When you think about libraries worth visiting as a tourist, you likely thing about historic places with old books. Helsinki, however, attracts visitors with the Oodi, a very modern library, which is truly state of the art. Compared to the public libraries as I know them from Germany, the Oodi feels to be out of this world. Thus, I felt that this place truly deserves to be featured in my Pictured Stories.
Oodi Helsinki – Location & Times
Oodi, die Central Library of Helsinki is located a few steps Northwest of Helsinki’s main train station. Thus, it is practically next door to the Holiday Inn Helsinki City Centre I stayed in, but also to key attractions like the Kiasma Art Museum. The Main Station offers all kinds of traffic services, so that Oodi is perfectly located within the city.

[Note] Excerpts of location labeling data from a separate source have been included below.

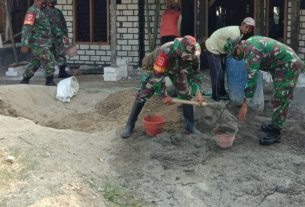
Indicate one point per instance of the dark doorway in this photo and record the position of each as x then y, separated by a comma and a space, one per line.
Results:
225, 13
187, 12
276, 19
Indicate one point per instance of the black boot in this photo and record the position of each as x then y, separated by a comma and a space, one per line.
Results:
188, 115
49, 81
62, 72
266, 127
135, 111
25, 80
271, 135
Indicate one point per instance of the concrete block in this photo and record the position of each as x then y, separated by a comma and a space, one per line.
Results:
110, 69
114, 77
122, 61
123, 70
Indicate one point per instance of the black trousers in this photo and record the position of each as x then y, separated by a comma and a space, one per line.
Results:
217, 70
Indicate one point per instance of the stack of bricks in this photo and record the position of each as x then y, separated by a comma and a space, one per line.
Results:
95, 53
117, 73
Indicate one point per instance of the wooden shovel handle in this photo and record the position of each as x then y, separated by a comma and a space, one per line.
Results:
195, 103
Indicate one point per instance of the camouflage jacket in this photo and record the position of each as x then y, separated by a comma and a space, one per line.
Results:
264, 53
166, 60
36, 30
58, 22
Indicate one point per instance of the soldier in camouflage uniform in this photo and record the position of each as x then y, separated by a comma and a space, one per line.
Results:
36, 35
179, 60
263, 53
60, 32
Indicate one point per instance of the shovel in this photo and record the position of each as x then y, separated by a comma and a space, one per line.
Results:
195, 103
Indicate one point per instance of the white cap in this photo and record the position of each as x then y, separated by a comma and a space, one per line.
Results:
249, 21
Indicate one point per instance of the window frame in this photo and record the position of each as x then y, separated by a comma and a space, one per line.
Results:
91, 23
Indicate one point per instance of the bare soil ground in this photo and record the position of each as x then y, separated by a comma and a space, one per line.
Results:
71, 154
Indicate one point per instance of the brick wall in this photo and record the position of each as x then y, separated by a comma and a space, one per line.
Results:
127, 34
302, 30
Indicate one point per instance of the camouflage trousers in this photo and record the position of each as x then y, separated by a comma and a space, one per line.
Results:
284, 81
58, 51
41, 56
148, 88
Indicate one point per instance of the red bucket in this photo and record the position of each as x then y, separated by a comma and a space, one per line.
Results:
153, 124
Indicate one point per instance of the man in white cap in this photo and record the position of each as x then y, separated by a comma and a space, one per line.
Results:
218, 45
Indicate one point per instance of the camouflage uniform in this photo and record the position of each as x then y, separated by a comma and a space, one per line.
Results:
180, 61
263, 53
181, 67
36, 35
59, 30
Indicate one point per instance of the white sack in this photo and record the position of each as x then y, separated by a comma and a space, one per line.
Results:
66, 89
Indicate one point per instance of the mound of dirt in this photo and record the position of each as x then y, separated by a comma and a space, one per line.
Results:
88, 113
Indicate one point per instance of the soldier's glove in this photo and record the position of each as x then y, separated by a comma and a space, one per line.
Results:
199, 98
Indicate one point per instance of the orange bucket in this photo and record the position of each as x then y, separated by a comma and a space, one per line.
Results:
153, 124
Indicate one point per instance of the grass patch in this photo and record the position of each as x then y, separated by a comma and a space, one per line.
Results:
118, 196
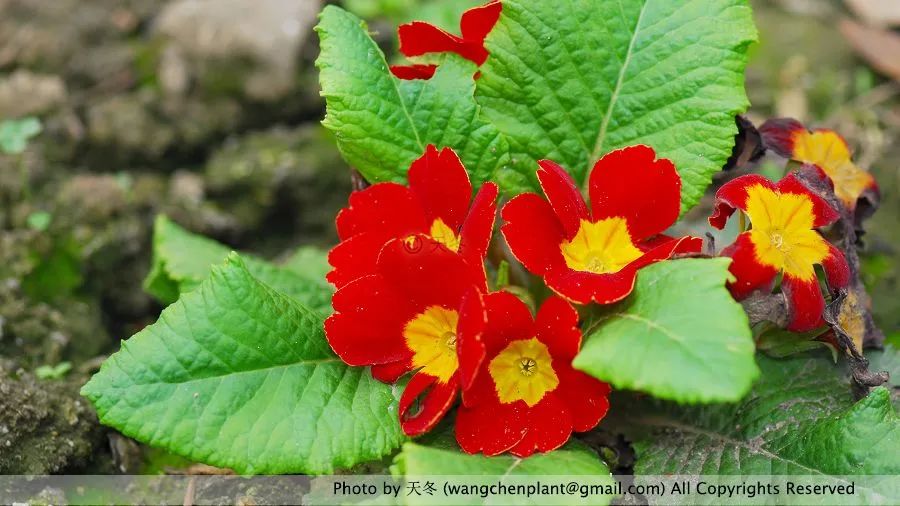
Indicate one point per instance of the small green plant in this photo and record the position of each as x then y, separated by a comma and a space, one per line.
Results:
15, 133
597, 125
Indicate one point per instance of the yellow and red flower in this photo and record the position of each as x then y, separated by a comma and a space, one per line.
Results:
782, 239
594, 255
436, 203
825, 149
420, 310
526, 397
419, 38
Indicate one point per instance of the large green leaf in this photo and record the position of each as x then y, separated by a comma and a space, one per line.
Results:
678, 336
571, 80
383, 123
799, 419
238, 375
181, 260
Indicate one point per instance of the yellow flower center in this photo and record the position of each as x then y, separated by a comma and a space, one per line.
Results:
431, 336
443, 234
783, 232
600, 247
523, 371
828, 151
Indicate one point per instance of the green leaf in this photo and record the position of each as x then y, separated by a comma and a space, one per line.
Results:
15, 133
678, 336
444, 458
181, 260
799, 419
237, 375
571, 80
383, 123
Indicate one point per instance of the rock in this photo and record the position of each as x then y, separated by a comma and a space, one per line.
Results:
259, 46
142, 126
293, 178
45, 425
24, 93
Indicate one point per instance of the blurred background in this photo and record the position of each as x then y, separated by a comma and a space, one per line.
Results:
113, 111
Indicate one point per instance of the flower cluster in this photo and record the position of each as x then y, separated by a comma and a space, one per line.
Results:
825, 149
413, 298
782, 240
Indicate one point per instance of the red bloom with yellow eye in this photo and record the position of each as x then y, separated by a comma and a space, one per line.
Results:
782, 239
420, 310
594, 255
419, 38
825, 149
436, 203
526, 396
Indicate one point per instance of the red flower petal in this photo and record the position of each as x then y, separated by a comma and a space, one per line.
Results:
533, 232
586, 396
733, 195
410, 72
469, 346
750, 275
557, 327
368, 322
805, 303
390, 373
440, 182
549, 427
778, 135
489, 426
824, 214
354, 257
388, 209
435, 399
508, 319
477, 22
837, 271
426, 272
585, 287
476, 231
418, 38
563, 195
634, 184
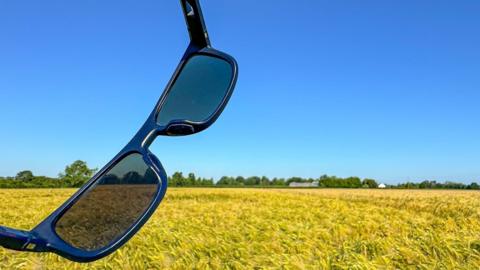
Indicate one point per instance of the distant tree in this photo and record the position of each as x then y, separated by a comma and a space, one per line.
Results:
24, 176
77, 174
177, 180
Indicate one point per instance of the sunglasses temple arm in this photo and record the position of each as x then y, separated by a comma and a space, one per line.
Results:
19, 240
195, 23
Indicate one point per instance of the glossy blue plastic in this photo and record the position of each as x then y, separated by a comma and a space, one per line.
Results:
43, 237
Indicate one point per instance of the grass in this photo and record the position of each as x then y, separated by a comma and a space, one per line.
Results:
290, 229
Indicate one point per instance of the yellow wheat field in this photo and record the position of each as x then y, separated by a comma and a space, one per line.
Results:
277, 229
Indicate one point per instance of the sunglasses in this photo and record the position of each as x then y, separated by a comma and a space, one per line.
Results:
110, 208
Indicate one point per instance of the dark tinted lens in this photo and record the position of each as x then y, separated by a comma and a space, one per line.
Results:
109, 208
198, 91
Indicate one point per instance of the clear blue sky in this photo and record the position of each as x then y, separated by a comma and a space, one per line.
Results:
382, 89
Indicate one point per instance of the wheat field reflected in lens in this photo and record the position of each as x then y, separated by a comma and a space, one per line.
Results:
106, 211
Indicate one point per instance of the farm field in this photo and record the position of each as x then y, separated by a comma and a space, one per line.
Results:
277, 228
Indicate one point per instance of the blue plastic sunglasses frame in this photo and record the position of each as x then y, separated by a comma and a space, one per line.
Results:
43, 238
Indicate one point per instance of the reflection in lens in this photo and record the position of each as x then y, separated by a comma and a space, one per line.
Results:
109, 208
198, 91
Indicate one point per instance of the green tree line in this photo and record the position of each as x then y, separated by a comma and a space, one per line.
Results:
78, 173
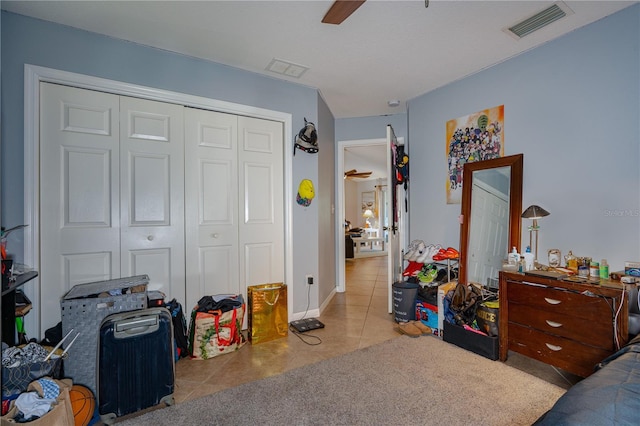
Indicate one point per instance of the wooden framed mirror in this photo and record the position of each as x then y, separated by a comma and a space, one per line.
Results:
490, 223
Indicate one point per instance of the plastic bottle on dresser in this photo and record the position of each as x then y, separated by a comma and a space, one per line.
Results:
604, 269
514, 257
528, 259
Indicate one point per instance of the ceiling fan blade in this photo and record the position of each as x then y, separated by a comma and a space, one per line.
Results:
341, 10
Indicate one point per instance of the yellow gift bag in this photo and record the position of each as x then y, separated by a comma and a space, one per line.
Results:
267, 312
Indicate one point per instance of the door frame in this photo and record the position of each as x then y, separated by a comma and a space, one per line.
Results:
34, 74
341, 284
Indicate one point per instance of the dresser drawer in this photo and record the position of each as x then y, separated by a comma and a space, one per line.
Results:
597, 332
563, 353
560, 302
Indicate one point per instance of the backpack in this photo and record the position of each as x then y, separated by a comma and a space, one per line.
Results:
307, 139
179, 328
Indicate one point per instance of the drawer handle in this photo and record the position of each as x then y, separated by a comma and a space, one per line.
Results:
553, 347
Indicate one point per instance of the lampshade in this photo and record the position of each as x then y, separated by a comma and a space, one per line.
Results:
534, 212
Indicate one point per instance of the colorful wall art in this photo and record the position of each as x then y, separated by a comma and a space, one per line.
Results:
475, 137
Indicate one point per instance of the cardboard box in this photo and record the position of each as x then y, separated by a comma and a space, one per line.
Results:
443, 289
427, 314
488, 347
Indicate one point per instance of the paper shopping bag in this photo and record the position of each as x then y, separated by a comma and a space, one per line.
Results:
267, 312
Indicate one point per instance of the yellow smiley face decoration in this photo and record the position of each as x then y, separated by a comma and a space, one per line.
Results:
305, 192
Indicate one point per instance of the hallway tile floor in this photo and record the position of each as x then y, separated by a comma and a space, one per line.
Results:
353, 320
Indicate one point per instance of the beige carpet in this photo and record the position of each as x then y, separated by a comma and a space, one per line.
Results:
402, 381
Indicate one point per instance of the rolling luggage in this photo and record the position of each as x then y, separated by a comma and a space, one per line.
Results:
136, 367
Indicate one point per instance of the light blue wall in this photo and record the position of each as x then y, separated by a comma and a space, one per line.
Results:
30, 41
326, 203
374, 127
572, 107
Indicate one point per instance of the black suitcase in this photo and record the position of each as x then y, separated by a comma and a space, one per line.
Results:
136, 367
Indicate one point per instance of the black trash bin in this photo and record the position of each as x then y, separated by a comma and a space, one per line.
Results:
404, 301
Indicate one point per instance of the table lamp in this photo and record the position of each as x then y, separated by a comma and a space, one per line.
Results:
534, 212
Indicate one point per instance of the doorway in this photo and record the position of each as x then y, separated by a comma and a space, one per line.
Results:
362, 155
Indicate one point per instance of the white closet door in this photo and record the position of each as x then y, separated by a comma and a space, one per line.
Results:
490, 216
211, 209
79, 192
152, 194
260, 154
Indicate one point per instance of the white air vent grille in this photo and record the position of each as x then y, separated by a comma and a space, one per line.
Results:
539, 20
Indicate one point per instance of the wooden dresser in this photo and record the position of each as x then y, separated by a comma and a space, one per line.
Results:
572, 326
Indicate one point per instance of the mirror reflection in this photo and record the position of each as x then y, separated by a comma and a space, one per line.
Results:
491, 206
488, 225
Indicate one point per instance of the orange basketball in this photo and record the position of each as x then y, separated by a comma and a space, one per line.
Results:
83, 404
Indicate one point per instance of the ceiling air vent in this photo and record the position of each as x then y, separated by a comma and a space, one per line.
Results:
539, 20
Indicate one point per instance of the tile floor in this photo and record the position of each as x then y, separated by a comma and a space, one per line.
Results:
355, 319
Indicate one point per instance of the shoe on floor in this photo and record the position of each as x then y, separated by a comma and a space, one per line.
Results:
409, 329
424, 329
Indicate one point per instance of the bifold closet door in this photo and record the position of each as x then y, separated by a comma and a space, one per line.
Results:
152, 194
79, 192
261, 188
211, 213
111, 192
234, 213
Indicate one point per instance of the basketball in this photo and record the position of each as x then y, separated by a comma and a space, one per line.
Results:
83, 404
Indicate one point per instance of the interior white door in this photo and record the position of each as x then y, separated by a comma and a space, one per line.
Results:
211, 222
396, 219
152, 194
261, 202
490, 210
79, 192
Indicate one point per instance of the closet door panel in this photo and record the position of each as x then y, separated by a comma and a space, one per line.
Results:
261, 186
152, 192
79, 192
211, 208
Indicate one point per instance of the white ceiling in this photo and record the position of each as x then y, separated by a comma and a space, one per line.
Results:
387, 50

The library opens from 8:00 to 21:00 hrs on weekdays (Monday to Friday) and 10:00 to 20:00 hrs on weekends. There are shorter opening times on certain public holidays. As it is a public building, there is no admission. The place is that popular that there are even guided tours.
Views of Oodi Helsinki
Oodi Helsinki has three levels. One fact that illustrates that this place is indeed special is that practically all items you can lent from the library are on the top floor. Ground floor features a few bestseller novels and fancy items like outdoor sports equipment, but generally, you majorly find services here. For example, Oodi ground floor features an information desk, the tourist information, the access to a children’s area or a place about the European Union. There is also a simple restaurant, where you can even have lunch.
The second floor was most impressing to me. There are work spaces, sewing machines, 3D and large scale printers, music instruments for rent and a lot of space to study and collaborate. The rear part of the building features a gaming area – again, with dedicated rooms. Unfortunately, all three levels were really crowded and many locals made used of the facilities, so that I could not take as many pictures as I liked.
“Traditional” library visitors find their home on the top floor, which hosts the books, games and other media. There is also a cafe. On warm days, you can have your drink outside and look out to some sights of the Finnish capital – in colder and more windy moments, there are still cozy seats right behind the window. This place is truly amazing and feel so much better and also so much advanced compared to German public libraries – I absolutely loved it.